Bloccato dal personale dell’Ufficio delle Dogane di Brindisi, in un’operazione congiunta alla Guardia di Finanza ed al Servizio Cites del Corpo Forestale, è stato così denunciato per importazione illecita di animali protetti dalla Convenzione di Washington sul commercio di specie minacciate di estinzione. L’uomo è stato denunciato alla Procura della Repubblica di Brindisi e rischia ora una ammenda fino a 100.000 euro. Per gli animali, invece, è prevista la confisca.

Il pappagallo sequestrato appartiene ad una specie di origine sudamericana mentre il pitone è centro africano. Per possederli occorerebbero dei certificati Cites (acronimo della Convenzione di Washington) che ne attestino il regolare possesso. La provenienza di entrambe le specie può essere sia di cattura in natura, avvenuta all’interno di quote stabilite dagli Uffici Cites, oppure dalla cattività.

L’Ara ararauna è ancora discretamente presente in natura ma il WWF ha più volte sottolineato come le popolazioni naturali si stiano depauperando sia a causa del commercio dei pets, che per la distruzione dell’habitat naturale. Del resto, la Convenzione di Washington, interviene a regolamentare il commercio di questi animali, in funzione delle stime delle popolazioni selvatiche. In altri termini, per avere decisi interventi restrittivi, bisogna prima avere portato in pericolo di estinzione la specie.

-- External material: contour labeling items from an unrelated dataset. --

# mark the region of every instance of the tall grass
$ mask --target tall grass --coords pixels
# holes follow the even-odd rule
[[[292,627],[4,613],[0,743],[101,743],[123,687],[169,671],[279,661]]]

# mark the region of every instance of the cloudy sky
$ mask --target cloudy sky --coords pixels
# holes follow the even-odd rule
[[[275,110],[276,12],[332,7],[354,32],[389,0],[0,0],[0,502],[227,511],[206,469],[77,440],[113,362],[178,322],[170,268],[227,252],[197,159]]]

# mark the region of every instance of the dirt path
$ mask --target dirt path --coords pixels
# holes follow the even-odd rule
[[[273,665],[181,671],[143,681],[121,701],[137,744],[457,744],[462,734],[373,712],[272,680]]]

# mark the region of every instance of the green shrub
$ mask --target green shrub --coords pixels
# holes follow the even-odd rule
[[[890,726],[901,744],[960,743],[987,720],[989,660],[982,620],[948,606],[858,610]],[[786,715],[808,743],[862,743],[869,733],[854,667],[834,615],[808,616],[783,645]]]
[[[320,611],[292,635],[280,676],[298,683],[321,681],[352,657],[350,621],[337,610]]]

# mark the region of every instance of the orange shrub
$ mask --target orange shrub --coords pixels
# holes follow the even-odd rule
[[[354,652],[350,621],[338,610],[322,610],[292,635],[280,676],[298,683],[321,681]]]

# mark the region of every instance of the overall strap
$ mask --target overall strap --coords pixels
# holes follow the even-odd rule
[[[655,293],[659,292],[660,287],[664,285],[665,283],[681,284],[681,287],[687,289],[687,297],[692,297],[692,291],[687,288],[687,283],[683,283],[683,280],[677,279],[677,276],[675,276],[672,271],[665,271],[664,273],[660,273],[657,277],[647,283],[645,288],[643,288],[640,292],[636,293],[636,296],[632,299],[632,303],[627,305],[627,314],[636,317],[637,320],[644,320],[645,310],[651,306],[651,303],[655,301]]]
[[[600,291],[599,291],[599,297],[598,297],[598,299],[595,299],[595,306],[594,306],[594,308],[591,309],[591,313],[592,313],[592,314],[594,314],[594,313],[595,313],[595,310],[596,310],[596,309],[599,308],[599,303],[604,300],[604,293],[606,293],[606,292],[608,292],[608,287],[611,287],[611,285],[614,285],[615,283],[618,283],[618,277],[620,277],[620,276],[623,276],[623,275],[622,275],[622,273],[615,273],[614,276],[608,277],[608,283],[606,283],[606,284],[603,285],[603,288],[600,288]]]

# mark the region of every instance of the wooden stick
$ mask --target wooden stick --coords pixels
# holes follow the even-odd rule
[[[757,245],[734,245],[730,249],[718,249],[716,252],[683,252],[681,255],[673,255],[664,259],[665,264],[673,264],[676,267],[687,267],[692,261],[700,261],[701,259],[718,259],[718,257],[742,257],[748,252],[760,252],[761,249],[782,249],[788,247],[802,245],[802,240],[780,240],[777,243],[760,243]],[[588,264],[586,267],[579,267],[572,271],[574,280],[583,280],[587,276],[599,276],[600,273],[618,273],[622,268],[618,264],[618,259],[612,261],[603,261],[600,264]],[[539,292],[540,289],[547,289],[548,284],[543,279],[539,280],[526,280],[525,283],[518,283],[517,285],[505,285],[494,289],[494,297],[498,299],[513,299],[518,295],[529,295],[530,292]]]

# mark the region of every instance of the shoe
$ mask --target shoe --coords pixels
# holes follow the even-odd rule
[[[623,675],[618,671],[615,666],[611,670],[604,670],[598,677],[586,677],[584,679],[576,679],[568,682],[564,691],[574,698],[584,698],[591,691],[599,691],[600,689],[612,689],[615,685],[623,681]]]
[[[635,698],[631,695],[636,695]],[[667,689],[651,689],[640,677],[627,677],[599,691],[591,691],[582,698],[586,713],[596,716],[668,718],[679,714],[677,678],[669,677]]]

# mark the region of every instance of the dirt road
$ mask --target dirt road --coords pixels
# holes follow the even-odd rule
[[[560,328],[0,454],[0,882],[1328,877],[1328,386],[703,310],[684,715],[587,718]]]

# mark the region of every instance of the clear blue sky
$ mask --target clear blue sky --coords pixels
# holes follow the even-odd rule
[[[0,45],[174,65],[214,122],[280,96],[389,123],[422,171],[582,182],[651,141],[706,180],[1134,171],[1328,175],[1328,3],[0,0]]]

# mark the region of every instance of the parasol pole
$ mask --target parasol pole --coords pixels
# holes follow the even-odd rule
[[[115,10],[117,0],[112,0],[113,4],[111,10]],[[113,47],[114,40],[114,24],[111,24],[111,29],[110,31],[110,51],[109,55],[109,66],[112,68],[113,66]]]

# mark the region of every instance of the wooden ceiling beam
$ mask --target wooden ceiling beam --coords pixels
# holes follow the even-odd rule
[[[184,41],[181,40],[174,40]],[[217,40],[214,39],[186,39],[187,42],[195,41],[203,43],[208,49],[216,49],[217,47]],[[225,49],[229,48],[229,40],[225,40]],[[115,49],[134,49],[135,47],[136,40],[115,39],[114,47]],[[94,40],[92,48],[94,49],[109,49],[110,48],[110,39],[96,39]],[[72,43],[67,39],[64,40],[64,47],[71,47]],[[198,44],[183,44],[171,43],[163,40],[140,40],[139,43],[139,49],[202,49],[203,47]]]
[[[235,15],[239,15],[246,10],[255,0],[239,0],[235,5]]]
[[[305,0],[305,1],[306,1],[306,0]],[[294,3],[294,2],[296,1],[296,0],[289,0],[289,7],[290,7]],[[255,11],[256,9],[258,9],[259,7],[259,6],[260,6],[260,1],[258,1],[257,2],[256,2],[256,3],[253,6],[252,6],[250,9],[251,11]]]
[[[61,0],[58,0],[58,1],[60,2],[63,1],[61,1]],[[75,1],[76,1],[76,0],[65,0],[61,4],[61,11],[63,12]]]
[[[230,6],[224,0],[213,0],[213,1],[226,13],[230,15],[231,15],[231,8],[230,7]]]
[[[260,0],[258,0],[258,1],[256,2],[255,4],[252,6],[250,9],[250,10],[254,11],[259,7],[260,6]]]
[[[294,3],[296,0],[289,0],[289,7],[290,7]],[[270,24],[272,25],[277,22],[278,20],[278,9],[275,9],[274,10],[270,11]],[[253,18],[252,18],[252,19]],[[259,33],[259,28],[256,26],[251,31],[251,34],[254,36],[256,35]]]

Più o meno lo stesso discorso per il Pitone reale. I prelievi in natura sono sempre cospicui, mentre molti dubbi vengono sollevati sugli animali nati in cattività. Si tratta di animali allevati in ranch o farm. Nel primo caso dovrebbero essere nati da femmine prese in natura e poi liberate, mentre nel secondo tipo di allevamento, da popolazioni ormai stabilizzatesi in cattività. Gli allevamenti insistono nei paesi di origine, dove nessuno può garantire sulle condizioni di benessere. In molti casi, anche alla luce delle macroscopiche discrasie esistenti tra i dati forniti dai paesi esportatori e quelli risultanti ai paesi importatori, si sospetta che dietro questi allevamenti vi possano essere strutture di riciclaggio di animali prelevati in ambienti naturali e spacciati come nati in cattività. Il mercato dei prelievi in natura, infatti, riesce ad essere molto più competititvo rispetto ai prezzi imposti da un allevamento regolare.